Bu yaklaşım, 2016’da Barack Obama tarafından imzalanan ve 2028 yılına kadar İsrail’e yıllık 3,8 milyar dolar askeri yardım sağlayan anlaşmanın devam edeceğini gösteriyor.
Proje, aynı zamanda Trump yönetimi sırasında imzalanan ve Siyonist rejim ile Birleşik Arap Emirlikleri (BAE), Bahreyn, Fas ve Sudan arasında diplomatik ilişkilerin normalleşmesini sağlayan 'İbrahim Anlaşmaları'nı genişletmeyi hedefliyor.
Heritage Foundation, Suudi Arabistan’ın da bu sürece dâhil edilmesi gerektiğini öne sürüyor.
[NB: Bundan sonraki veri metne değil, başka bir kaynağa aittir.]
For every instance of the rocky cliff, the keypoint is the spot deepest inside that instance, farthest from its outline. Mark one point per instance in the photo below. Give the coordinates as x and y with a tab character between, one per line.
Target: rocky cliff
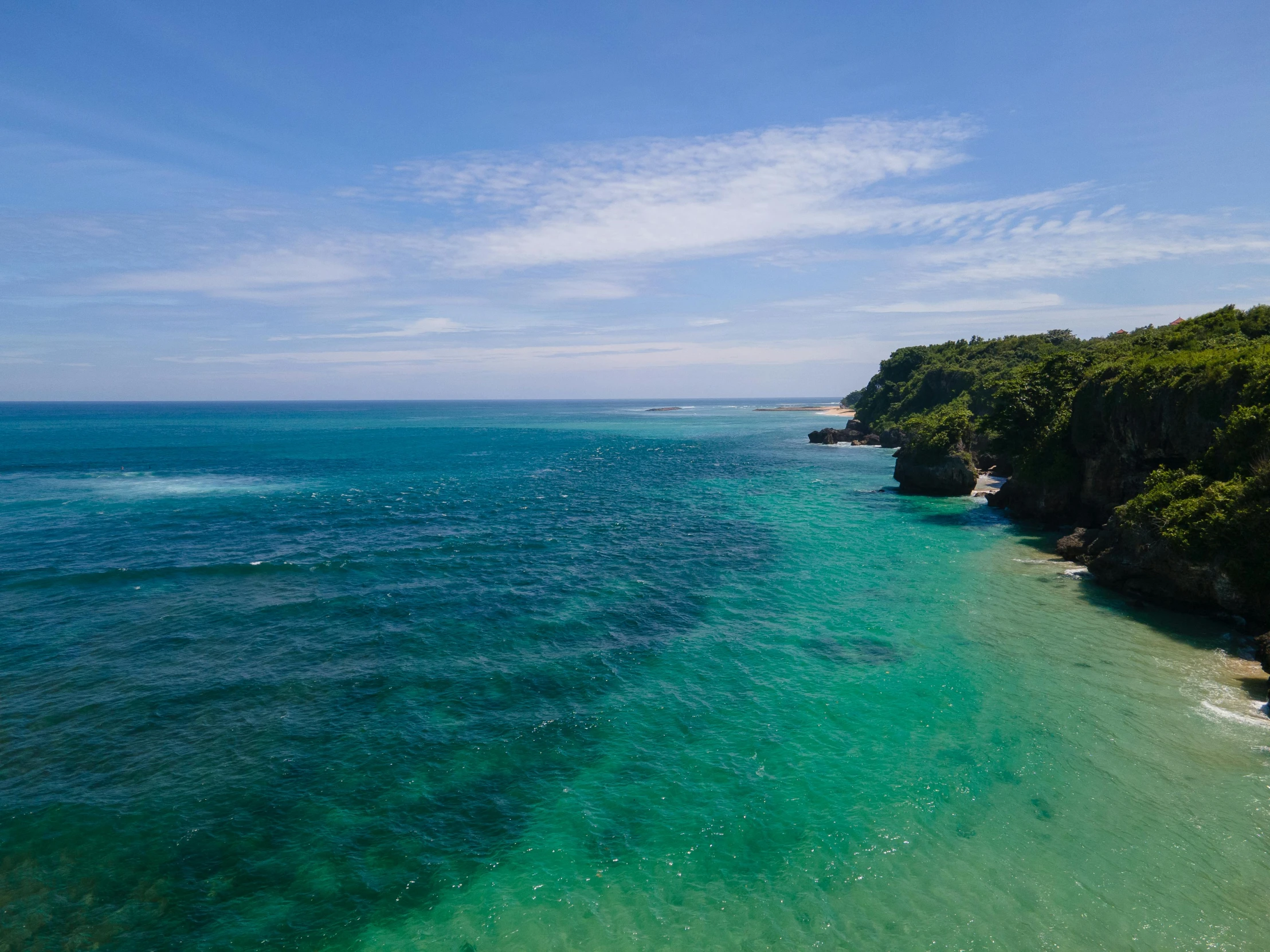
1154	444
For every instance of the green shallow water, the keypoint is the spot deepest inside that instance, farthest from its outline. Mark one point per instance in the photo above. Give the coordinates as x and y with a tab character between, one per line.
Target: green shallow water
575	677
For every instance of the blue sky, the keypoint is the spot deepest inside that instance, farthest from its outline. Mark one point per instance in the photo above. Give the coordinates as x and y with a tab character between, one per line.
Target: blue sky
572	200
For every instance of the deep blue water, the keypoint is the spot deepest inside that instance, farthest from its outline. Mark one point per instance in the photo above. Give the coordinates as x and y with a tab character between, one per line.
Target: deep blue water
578	676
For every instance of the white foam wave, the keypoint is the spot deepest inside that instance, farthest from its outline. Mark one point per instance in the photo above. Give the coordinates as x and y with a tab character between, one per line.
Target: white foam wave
149	486
1259	719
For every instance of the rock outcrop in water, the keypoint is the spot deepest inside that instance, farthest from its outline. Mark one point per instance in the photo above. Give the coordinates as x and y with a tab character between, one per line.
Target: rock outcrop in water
854	433
949	475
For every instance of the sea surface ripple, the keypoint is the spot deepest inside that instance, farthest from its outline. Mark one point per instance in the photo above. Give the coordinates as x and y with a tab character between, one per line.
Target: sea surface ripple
572	676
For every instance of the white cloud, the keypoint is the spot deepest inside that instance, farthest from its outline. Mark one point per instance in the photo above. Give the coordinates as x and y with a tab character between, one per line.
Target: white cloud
252	276
425	325
666	200
1029	248
592	213
1022	302
586	290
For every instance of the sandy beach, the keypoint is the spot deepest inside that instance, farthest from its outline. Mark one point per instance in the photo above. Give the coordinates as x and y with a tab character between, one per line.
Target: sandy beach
827	410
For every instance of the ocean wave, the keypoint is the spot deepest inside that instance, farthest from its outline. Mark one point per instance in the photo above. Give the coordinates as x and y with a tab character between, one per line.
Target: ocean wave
1260	718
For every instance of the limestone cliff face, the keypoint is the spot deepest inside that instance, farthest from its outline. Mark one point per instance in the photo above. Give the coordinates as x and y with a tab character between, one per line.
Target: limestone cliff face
1137	560
1120	432
950	475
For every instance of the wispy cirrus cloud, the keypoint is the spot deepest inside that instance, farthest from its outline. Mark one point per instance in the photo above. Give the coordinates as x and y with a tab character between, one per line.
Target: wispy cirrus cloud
660	200
257	276
592	224
425	325
1025	248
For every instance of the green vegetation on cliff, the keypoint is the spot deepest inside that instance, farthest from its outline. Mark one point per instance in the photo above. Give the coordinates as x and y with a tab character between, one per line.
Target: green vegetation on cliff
1165	431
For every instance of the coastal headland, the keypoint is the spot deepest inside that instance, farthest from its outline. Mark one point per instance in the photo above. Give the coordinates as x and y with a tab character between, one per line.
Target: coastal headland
1150	449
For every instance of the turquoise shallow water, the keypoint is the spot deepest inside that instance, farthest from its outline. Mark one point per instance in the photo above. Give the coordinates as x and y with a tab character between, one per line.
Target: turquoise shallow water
579	677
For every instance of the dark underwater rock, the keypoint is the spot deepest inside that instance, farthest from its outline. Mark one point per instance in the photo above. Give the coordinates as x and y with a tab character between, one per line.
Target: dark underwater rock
855	432
1073	546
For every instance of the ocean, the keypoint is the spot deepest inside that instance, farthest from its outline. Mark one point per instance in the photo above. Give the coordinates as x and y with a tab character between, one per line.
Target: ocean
574	676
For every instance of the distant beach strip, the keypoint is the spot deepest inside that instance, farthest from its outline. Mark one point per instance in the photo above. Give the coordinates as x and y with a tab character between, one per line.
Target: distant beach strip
827	409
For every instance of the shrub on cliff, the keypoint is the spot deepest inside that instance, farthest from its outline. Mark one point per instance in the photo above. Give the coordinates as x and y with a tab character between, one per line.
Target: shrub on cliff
940	433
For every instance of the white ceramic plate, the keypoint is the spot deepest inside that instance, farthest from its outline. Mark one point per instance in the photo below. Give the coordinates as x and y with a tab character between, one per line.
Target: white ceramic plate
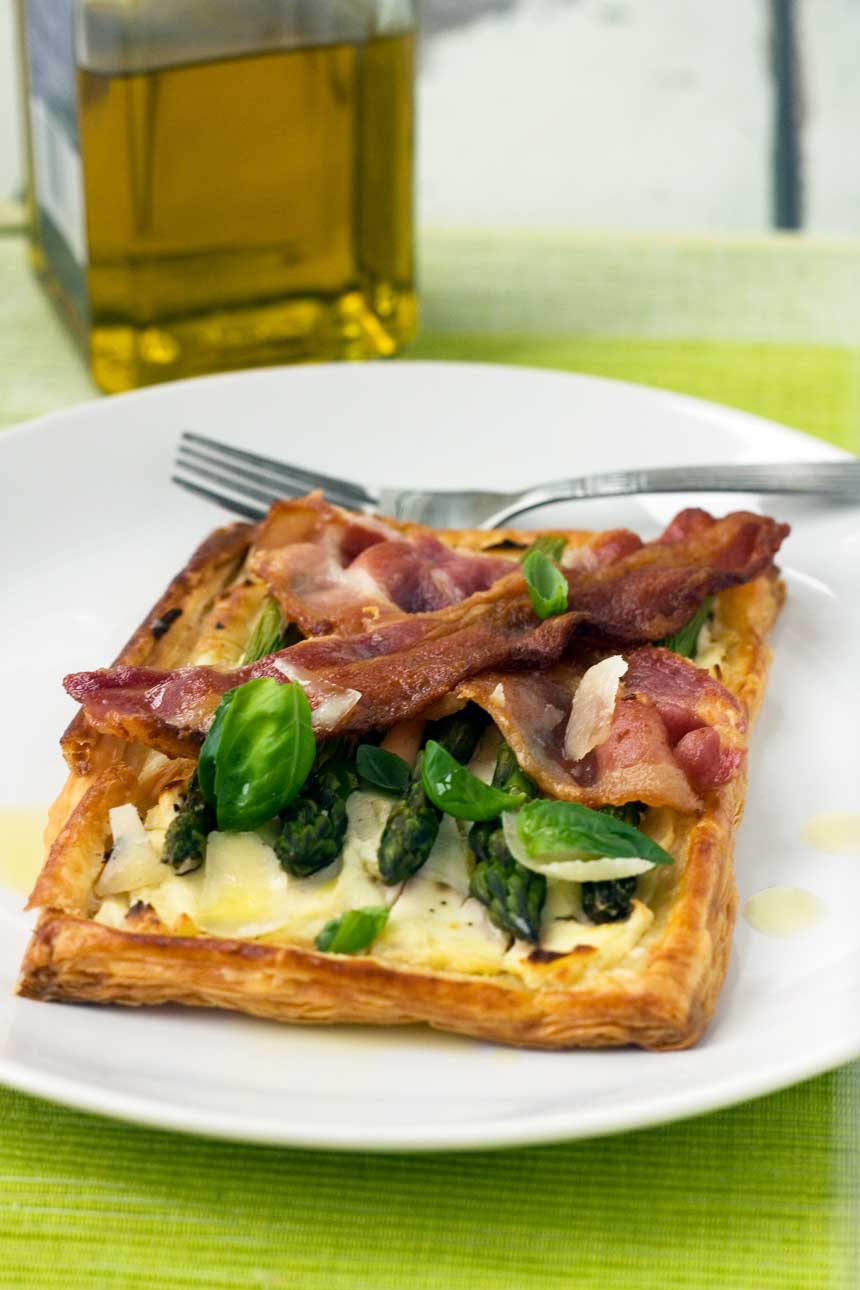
90	530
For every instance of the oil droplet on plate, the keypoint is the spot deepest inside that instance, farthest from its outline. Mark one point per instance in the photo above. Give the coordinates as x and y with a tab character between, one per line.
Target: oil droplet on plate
833	831
21	846
784	911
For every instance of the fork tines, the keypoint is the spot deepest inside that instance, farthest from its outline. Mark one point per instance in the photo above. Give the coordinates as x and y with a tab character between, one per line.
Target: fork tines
250	481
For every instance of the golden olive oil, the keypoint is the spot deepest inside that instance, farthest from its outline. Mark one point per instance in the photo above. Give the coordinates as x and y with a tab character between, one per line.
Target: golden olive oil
244	210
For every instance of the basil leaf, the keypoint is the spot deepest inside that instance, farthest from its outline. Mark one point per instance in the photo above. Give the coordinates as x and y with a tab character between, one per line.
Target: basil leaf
562	831
547	585
206	768
263	752
686	640
549	546
458	792
353	930
266	637
383	769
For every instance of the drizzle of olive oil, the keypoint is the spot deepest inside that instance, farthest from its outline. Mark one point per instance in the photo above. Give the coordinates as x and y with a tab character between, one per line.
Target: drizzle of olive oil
837	832
21	846
784	911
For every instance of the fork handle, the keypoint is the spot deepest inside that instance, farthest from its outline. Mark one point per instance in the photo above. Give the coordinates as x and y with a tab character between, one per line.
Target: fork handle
836	479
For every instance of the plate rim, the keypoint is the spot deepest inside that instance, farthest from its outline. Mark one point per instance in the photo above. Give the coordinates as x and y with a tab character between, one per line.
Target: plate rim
484	1135
727	1090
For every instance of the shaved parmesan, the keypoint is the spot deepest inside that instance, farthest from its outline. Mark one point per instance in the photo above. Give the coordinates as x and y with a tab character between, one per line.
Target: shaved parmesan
591	714
244	888
133	861
330	702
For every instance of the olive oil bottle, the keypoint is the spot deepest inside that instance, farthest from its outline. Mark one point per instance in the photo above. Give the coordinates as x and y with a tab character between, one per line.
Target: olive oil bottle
219	194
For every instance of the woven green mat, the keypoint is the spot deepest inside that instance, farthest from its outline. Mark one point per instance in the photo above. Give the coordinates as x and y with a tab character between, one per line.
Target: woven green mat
761	1196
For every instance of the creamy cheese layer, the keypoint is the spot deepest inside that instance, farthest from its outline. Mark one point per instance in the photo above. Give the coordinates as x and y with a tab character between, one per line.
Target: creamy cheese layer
241	892
433	924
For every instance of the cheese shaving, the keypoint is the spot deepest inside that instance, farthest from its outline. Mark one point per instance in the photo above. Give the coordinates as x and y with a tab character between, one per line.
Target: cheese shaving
591	712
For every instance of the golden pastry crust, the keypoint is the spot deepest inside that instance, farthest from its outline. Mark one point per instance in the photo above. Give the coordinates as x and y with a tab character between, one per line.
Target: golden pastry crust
660	995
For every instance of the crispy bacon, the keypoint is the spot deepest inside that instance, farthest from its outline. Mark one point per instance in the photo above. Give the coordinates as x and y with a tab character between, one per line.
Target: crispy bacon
396	671
414	659
335	572
665	581
676	732
332	570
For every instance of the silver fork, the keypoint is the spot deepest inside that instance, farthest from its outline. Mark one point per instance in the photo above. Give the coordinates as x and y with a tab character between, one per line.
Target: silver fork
248	483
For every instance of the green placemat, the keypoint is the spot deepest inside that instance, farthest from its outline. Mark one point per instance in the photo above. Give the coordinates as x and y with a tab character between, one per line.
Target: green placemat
760	1196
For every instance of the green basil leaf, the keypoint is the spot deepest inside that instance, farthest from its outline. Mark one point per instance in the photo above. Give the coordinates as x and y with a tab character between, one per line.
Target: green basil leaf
263	754
266	637
686	640
549	546
564	831
547	585
458	792
383	769
353	930
206	768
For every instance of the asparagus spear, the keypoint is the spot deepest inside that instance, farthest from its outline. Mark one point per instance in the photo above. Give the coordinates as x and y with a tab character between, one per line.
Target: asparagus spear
413	826
513	895
315	826
185	844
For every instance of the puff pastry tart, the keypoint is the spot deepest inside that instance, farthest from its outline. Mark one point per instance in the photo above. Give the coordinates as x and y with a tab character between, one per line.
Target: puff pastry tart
353	770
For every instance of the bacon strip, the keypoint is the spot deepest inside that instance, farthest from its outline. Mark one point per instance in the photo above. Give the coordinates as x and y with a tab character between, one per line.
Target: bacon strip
676	732
332	570
413	661
395	671
663	582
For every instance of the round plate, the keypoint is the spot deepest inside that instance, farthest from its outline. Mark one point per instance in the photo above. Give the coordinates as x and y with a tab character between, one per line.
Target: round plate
92	530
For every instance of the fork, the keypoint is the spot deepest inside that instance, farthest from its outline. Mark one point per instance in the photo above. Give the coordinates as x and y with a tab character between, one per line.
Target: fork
248	483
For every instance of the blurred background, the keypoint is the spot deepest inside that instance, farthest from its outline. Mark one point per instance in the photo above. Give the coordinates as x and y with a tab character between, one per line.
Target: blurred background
677	115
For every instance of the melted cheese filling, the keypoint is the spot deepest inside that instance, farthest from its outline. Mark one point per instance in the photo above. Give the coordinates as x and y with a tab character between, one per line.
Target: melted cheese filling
433	922
241	892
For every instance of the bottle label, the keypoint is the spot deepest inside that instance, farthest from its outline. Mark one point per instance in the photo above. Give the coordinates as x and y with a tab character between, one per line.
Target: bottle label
58	174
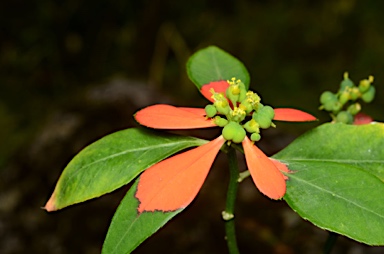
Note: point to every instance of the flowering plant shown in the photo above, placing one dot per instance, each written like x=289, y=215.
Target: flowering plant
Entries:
x=325, y=180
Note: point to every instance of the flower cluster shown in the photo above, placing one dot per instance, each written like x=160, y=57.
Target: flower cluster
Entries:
x=344, y=106
x=173, y=183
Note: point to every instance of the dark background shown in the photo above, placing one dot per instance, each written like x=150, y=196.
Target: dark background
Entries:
x=73, y=71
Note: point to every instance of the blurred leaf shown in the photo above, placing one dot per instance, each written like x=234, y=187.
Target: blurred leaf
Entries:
x=336, y=183
x=112, y=162
x=213, y=64
x=129, y=228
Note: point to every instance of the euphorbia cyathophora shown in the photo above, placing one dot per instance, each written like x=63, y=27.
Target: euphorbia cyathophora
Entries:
x=173, y=183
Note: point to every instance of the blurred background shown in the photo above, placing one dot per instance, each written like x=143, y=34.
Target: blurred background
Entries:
x=73, y=71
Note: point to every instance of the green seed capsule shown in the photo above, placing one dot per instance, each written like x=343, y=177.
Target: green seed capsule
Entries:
x=234, y=132
x=346, y=83
x=364, y=85
x=344, y=117
x=355, y=93
x=221, y=122
x=210, y=110
x=252, y=126
x=239, y=135
x=327, y=97
x=255, y=137
x=329, y=105
x=336, y=107
x=354, y=108
x=344, y=97
x=369, y=95
x=264, y=121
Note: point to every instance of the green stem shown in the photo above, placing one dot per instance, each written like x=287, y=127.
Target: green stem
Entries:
x=331, y=240
x=228, y=214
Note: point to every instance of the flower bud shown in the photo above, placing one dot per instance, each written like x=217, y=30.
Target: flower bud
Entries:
x=344, y=97
x=344, y=117
x=219, y=121
x=336, y=107
x=346, y=83
x=252, y=126
x=327, y=97
x=354, y=93
x=255, y=137
x=234, y=132
x=210, y=110
x=369, y=95
x=354, y=108
x=364, y=85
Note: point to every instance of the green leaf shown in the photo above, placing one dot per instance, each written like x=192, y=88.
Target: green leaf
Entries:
x=337, y=179
x=129, y=229
x=213, y=64
x=112, y=162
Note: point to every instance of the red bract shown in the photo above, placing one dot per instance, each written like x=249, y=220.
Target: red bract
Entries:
x=173, y=183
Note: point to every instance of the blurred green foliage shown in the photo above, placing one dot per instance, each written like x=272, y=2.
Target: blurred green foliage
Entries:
x=52, y=50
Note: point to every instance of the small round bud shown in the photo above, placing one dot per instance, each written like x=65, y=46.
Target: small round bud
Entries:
x=337, y=107
x=354, y=93
x=364, y=85
x=239, y=136
x=234, y=132
x=369, y=95
x=210, y=110
x=344, y=117
x=263, y=120
x=221, y=122
x=327, y=97
x=255, y=137
x=344, y=97
x=252, y=126
x=346, y=83
x=354, y=108
x=329, y=105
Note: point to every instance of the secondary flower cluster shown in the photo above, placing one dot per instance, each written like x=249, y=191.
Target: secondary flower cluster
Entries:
x=344, y=106
x=173, y=183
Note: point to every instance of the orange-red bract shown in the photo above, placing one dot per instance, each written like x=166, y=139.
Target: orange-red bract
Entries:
x=162, y=116
x=173, y=183
x=292, y=115
x=218, y=86
x=267, y=177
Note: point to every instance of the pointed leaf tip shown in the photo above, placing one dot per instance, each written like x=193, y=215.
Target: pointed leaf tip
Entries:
x=173, y=183
x=163, y=116
x=266, y=176
x=292, y=115
x=50, y=205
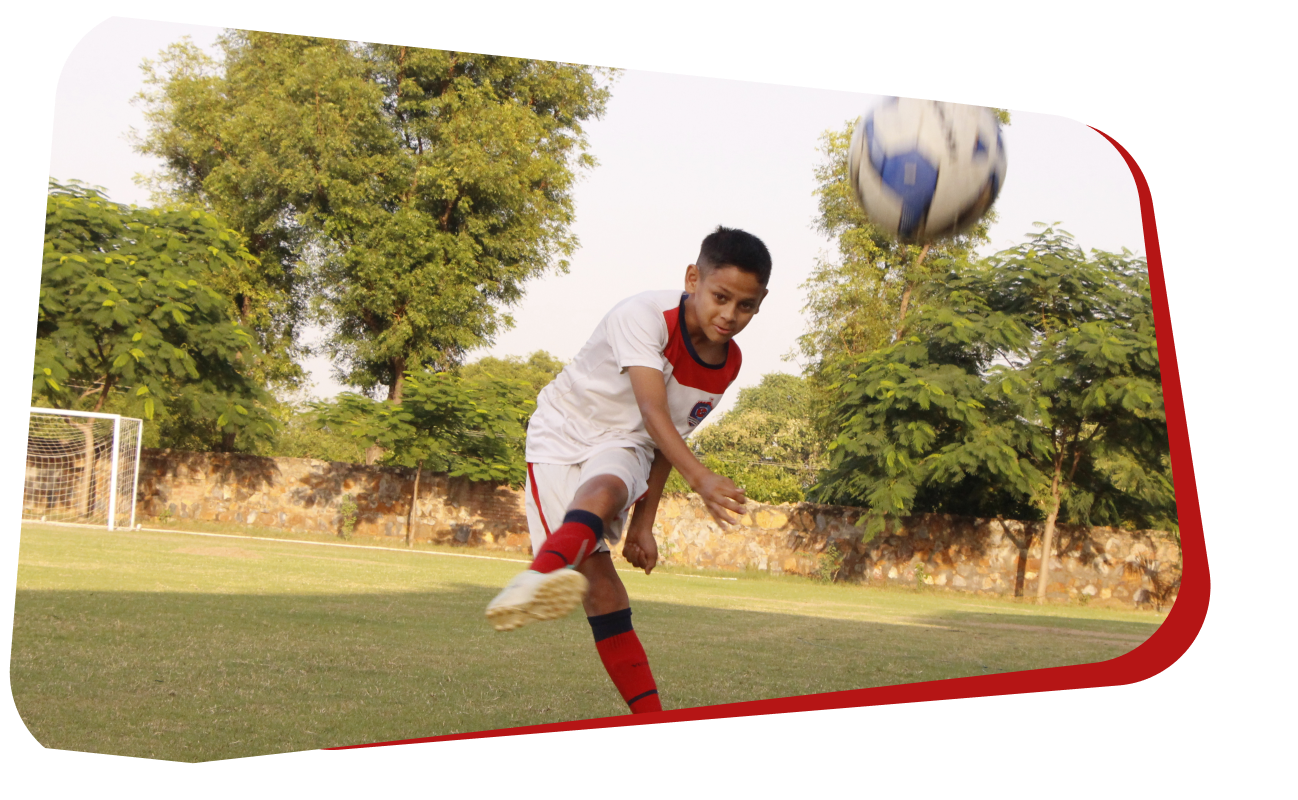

Bu, Biden yönetiminin başarısız olduğu bir hedef olarak ön plana çıkarken, Trump dönemindeki politikaların bir devamı olarak sunuluyor.
Türkiye ve Kürt gruplar
Proje 2025’in en dikkat çeken önermelerinden biri, ABD’nin Orta Doğu politikasında Türkiye ile ilişkileri yeniden şekillendirme çabası.
Belgede, ABD’nin YPG'ye verdiği desteğin gözden geçirilmesi gerektiği belirtilerek Ankara ile Washington arasında uzun süredir devam eden gerilimli bir konuyu yeniden gündeme getiriyor.
Türkiye, YPG'yi PKK’nın bir kolu olarak nitelendiriyor ve bu grupların terör örgütü olarak kabul edilmesini talep ediyor. Fakat ABD, YPG'yi Suriye'deki mücadelesinde IŞİD'e karşı bir müttefik olarak görüyor. Proje, bu hassas dengenin yeniden değerlendirilmesini öneriyor.
İran ve nükleer anlaşma
İran konusunda ise Proje 2025, sert bir tavır takınarak, Tahran’ın nükleer silah elde etmesini önlemek için ABD’nin yaptırımlarını sıkılaştırmasını iddia ediyor.
Trump döneminde İran ile yapılan nükleer anlaşmadan çekilme kararı, bu politikanın temelini oluşturuyor. Belgeye göre, İran’ın nükleer silah edinme çabalarına karşı ABD, İsrail’e verdiği askeri desteği artırmalı.